PSA is now less than 0.1 which is where they want it to be. He said that all the cancer was contained in the prostate. However, there was a 3mm positive margin at the apex. He didn’t seem too over concerned by this; (but I am). They now monitor me 3 monthly for PSA level. PSA may well stay where it is, which would be great. If it rises to 0.2, then they will do a more specialist PSMA PET-CT scan. If this were to find anything, then I would be given radiotherapy. So just a life of PSA monitoring anxiety!

Most positive margins occur in the apex area of the prostate as there is no real capsule here. The biggest tumour was here. 

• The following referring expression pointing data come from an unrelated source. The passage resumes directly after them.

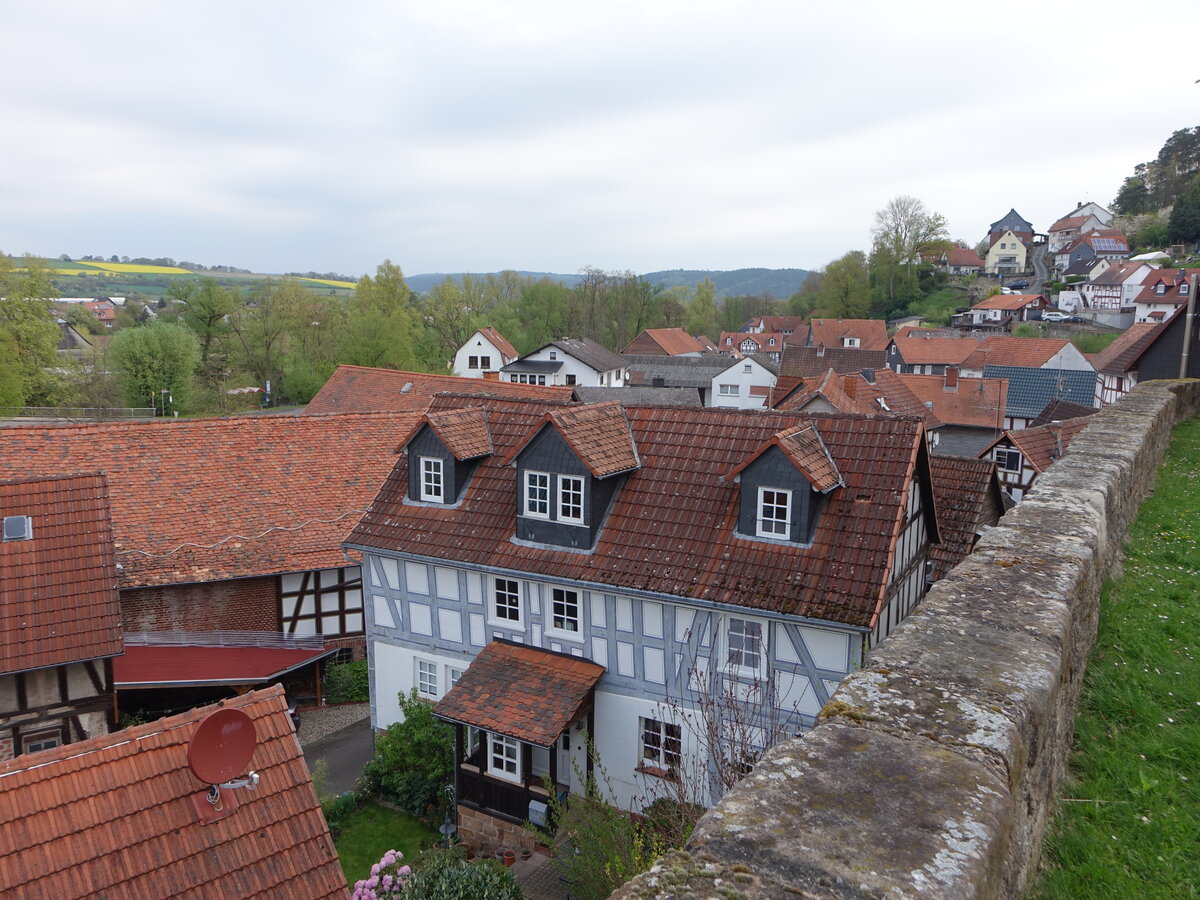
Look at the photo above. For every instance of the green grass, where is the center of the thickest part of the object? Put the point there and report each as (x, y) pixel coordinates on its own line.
(1129, 823)
(371, 832)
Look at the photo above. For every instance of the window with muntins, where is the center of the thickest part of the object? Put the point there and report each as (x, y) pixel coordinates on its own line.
(570, 498)
(431, 479)
(744, 645)
(426, 678)
(538, 495)
(504, 757)
(508, 600)
(774, 513)
(564, 610)
(660, 743)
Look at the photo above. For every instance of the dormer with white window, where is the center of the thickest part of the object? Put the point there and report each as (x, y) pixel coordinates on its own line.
(568, 472)
(783, 486)
(443, 450)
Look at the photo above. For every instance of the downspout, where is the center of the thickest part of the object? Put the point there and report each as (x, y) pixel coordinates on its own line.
(1187, 328)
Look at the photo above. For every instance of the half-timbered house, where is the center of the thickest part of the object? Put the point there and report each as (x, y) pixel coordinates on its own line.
(540, 571)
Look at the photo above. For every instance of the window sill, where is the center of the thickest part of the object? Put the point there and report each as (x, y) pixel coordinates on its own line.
(657, 772)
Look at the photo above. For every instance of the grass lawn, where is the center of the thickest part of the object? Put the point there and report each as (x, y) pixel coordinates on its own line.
(1129, 822)
(371, 832)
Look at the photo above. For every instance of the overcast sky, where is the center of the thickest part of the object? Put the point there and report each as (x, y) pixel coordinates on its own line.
(456, 136)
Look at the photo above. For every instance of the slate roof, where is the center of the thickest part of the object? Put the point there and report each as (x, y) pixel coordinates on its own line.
(976, 402)
(526, 693)
(360, 389)
(871, 334)
(204, 499)
(964, 490)
(1123, 353)
(808, 361)
(1041, 445)
(1005, 351)
(58, 592)
(1031, 389)
(1057, 411)
(672, 341)
(671, 526)
(499, 342)
(112, 817)
(641, 395)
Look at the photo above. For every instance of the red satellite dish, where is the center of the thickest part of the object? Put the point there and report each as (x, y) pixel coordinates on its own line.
(221, 747)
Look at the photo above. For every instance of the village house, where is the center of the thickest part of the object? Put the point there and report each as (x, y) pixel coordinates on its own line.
(121, 816)
(569, 361)
(1023, 455)
(60, 618)
(484, 354)
(621, 565)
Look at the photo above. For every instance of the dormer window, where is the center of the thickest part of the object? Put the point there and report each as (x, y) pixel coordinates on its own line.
(774, 517)
(432, 481)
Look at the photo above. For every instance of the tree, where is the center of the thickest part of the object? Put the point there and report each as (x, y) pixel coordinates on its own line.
(904, 231)
(154, 359)
(702, 311)
(845, 291)
(27, 317)
(382, 322)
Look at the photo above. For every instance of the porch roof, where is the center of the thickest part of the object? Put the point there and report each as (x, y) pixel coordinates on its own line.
(522, 693)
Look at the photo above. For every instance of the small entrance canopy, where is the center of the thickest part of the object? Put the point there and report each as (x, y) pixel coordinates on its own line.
(523, 693)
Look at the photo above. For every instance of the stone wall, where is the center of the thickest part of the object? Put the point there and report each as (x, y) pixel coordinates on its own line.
(933, 771)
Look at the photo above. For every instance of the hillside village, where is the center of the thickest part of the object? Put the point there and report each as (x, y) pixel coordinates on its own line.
(660, 557)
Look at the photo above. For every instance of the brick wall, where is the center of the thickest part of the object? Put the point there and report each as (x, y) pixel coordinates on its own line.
(933, 772)
(241, 605)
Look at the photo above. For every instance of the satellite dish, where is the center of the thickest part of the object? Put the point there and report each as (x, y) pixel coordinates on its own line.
(221, 747)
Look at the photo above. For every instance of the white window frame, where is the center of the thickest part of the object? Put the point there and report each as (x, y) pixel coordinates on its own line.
(529, 510)
(426, 678)
(567, 485)
(508, 751)
(495, 607)
(738, 635)
(433, 483)
(657, 738)
(552, 616)
(773, 526)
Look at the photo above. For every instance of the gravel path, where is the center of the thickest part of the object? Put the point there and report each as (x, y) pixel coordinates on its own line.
(321, 723)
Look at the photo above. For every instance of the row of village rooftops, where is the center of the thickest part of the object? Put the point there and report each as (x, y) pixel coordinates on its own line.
(216, 555)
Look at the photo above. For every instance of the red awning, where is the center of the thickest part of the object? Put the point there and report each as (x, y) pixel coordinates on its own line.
(166, 666)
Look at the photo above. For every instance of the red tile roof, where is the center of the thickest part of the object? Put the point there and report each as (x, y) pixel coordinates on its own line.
(204, 499)
(163, 666)
(671, 525)
(462, 431)
(977, 402)
(113, 817)
(922, 351)
(358, 389)
(871, 334)
(1123, 353)
(499, 341)
(967, 496)
(1002, 351)
(525, 693)
(598, 433)
(669, 341)
(1044, 444)
(58, 592)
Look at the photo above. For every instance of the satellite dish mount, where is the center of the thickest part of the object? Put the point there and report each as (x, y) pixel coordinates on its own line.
(217, 755)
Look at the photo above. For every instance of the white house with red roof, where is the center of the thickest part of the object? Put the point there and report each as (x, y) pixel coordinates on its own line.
(485, 353)
(682, 553)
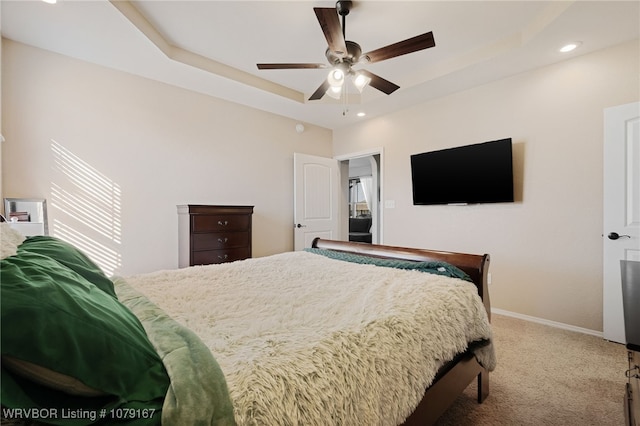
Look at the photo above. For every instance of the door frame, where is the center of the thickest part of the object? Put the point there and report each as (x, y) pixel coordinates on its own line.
(614, 149)
(343, 160)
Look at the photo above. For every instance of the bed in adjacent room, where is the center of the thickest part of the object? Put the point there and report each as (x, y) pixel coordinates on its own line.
(342, 333)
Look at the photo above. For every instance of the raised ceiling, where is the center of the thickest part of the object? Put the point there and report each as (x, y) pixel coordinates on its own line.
(212, 47)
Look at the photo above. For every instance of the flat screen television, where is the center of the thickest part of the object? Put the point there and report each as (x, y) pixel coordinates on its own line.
(471, 174)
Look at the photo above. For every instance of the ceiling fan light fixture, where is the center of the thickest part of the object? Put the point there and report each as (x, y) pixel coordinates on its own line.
(336, 77)
(360, 81)
(335, 92)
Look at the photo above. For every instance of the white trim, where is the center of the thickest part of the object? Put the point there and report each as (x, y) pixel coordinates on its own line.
(554, 324)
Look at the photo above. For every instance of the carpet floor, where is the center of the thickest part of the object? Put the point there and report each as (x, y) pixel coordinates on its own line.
(547, 376)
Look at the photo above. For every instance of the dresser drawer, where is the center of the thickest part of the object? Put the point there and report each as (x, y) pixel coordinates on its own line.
(224, 222)
(206, 257)
(220, 240)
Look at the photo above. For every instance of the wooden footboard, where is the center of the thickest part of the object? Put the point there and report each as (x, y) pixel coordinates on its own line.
(457, 375)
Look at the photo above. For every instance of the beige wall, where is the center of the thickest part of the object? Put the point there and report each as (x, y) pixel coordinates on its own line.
(546, 248)
(114, 154)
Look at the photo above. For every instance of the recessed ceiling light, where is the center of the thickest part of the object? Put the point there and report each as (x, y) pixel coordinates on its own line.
(570, 46)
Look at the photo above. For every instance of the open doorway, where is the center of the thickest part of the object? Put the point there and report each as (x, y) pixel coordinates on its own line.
(363, 198)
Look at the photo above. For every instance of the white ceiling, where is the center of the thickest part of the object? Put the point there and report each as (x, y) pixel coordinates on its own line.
(212, 47)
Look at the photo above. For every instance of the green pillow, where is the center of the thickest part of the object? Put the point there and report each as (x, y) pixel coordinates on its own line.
(55, 318)
(71, 257)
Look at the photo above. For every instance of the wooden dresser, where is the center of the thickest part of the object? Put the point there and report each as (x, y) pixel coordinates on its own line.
(213, 234)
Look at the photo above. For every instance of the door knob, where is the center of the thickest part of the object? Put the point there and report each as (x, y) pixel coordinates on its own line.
(615, 236)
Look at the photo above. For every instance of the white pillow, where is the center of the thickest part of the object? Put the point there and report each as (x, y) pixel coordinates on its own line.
(10, 239)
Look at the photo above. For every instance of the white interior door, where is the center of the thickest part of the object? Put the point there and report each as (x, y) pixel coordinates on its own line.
(621, 208)
(316, 198)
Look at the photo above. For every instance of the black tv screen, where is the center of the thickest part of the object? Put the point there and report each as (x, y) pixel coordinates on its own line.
(471, 174)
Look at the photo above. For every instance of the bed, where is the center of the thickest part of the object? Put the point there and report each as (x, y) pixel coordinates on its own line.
(205, 344)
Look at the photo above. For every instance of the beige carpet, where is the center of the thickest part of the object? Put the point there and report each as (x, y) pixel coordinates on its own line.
(547, 376)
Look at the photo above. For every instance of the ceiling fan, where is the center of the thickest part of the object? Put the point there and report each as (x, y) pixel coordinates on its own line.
(343, 55)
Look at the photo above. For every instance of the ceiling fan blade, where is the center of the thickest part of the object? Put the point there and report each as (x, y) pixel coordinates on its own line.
(423, 41)
(330, 24)
(320, 91)
(289, 66)
(380, 83)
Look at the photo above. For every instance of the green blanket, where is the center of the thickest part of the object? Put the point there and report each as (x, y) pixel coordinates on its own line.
(433, 267)
(198, 392)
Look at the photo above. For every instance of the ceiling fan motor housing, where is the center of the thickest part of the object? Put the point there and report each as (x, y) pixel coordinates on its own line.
(353, 54)
(343, 7)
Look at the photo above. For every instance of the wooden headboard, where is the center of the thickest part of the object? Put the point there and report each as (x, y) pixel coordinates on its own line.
(475, 265)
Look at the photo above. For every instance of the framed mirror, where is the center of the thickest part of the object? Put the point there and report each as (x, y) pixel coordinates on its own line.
(27, 215)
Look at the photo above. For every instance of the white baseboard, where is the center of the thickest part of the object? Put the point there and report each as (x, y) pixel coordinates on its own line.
(547, 322)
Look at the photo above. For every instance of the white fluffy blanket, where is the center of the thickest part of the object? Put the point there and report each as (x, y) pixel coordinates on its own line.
(307, 340)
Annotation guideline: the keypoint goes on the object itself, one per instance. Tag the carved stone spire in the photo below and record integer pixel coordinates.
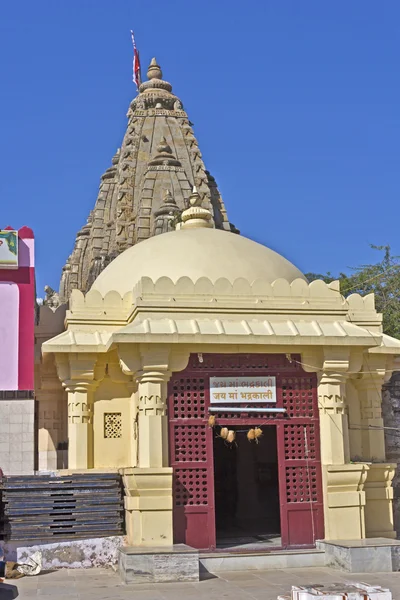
(159, 152)
(196, 216)
(167, 215)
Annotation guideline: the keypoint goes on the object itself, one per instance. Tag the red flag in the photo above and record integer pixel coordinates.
(136, 63)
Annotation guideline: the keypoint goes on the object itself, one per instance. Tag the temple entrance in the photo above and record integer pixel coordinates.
(210, 476)
(246, 490)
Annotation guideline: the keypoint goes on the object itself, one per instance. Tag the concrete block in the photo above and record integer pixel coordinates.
(371, 555)
(158, 565)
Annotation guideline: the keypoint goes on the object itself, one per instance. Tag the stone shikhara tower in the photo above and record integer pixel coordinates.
(146, 188)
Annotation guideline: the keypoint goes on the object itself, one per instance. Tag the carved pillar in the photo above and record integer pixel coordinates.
(343, 483)
(80, 375)
(80, 424)
(369, 387)
(335, 449)
(379, 521)
(344, 501)
(152, 421)
(148, 488)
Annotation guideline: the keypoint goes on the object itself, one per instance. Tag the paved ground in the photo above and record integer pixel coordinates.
(104, 584)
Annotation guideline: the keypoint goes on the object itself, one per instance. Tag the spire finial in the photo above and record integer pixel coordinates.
(163, 146)
(196, 216)
(168, 198)
(154, 70)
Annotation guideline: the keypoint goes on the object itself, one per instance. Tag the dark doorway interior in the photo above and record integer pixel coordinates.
(246, 490)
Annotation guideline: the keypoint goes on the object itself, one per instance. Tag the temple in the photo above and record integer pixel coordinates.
(147, 186)
(236, 399)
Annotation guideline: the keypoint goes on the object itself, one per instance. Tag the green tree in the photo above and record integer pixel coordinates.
(381, 279)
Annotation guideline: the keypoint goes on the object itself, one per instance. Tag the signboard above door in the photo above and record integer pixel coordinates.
(8, 249)
(250, 390)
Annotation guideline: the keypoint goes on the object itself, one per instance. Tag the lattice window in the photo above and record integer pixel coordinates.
(189, 398)
(191, 487)
(112, 425)
(295, 442)
(298, 397)
(190, 443)
(301, 484)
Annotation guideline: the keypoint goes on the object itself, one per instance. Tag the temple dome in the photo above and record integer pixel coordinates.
(195, 253)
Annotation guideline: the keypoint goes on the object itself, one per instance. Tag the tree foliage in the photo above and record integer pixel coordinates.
(381, 279)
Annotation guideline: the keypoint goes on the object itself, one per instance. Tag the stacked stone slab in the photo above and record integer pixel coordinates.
(147, 186)
(391, 419)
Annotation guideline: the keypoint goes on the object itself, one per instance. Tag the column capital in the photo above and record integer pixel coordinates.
(84, 387)
(80, 369)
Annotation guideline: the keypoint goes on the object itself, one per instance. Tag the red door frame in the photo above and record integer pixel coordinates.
(191, 446)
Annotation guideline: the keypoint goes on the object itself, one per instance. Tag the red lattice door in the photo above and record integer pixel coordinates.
(192, 460)
(191, 447)
(300, 485)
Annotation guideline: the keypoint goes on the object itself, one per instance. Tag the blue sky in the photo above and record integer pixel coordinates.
(296, 106)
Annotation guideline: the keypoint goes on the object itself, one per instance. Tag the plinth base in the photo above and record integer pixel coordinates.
(371, 555)
(158, 565)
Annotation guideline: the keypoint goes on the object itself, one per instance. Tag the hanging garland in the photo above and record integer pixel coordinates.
(229, 435)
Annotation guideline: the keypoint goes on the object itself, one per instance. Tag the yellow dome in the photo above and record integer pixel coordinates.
(195, 253)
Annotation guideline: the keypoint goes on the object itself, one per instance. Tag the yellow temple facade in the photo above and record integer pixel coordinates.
(199, 291)
(230, 393)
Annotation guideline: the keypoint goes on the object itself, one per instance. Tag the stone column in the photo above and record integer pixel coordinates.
(335, 448)
(152, 419)
(80, 374)
(369, 387)
(148, 487)
(343, 483)
(51, 398)
(80, 424)
(379, 521)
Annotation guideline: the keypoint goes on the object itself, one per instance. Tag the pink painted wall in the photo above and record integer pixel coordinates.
(9, 334)
(24, 280)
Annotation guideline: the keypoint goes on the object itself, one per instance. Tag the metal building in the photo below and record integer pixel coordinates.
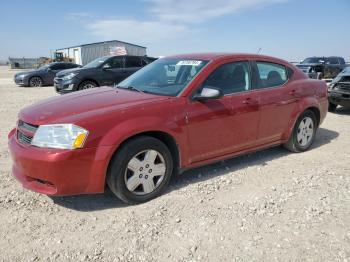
(25, 63)
(83, 54)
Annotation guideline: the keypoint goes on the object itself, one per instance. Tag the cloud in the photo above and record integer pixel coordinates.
(196, 11)
(170, 19)
(78, 16)
(134, 30)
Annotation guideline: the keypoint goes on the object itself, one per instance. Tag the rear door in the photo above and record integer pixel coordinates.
(112, 72)
(277, 100)
(332, 68)
(54, 69)
(222, 126)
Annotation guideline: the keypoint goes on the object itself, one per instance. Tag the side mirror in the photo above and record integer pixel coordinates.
(208, 93)
(106, 66)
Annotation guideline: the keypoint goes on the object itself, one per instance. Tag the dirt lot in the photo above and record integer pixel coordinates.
(268, 206)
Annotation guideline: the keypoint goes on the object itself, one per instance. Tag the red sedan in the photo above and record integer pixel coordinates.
(176, 113)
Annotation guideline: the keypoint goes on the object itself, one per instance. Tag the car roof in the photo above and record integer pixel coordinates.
(220, 56)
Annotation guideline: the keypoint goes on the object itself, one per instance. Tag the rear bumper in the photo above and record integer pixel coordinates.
(339, 98)
(59, 172)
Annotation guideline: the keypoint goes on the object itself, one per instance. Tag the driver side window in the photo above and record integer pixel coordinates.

The final Gleason grade is 7 (3+4) and tumour grading upgraded from T2a to T2c. Only the right hand side nerve bundle was saved.

Should I be worried about the 3mm positive margin as I really wanted the margins to be negative (clear)?

User
Posted 28 Jan 2026 at 13:15

Hi Andy, 

Try not to worry. Whilst positive margins are not the best news, I think at this stage it's best to focus on your ongoing recovery. From now on, your PSA will be monitored regularly and action taken if necessary. 

My post op histology showed a positive margin and after increases in my PSA, I had SRT. Now 6 years post op and 3 years post SRT, my PSA is undetectable. 

Good luck,

Kev.

 

User
Posted 29 Jan 2026 at 08:24

Yes, it is hard to keep track of the current recommendations, particularly because they appear to me to differ depending on your location. This next bit may be a bit cynical but the surgeon who proudly declared at my 6 week post op consultation that he guaranteed my cancer was cured has lately termed my radiotherapy as 'adjuvant' (planned), rather than 'salvage'. Looks better on paper, I suppose.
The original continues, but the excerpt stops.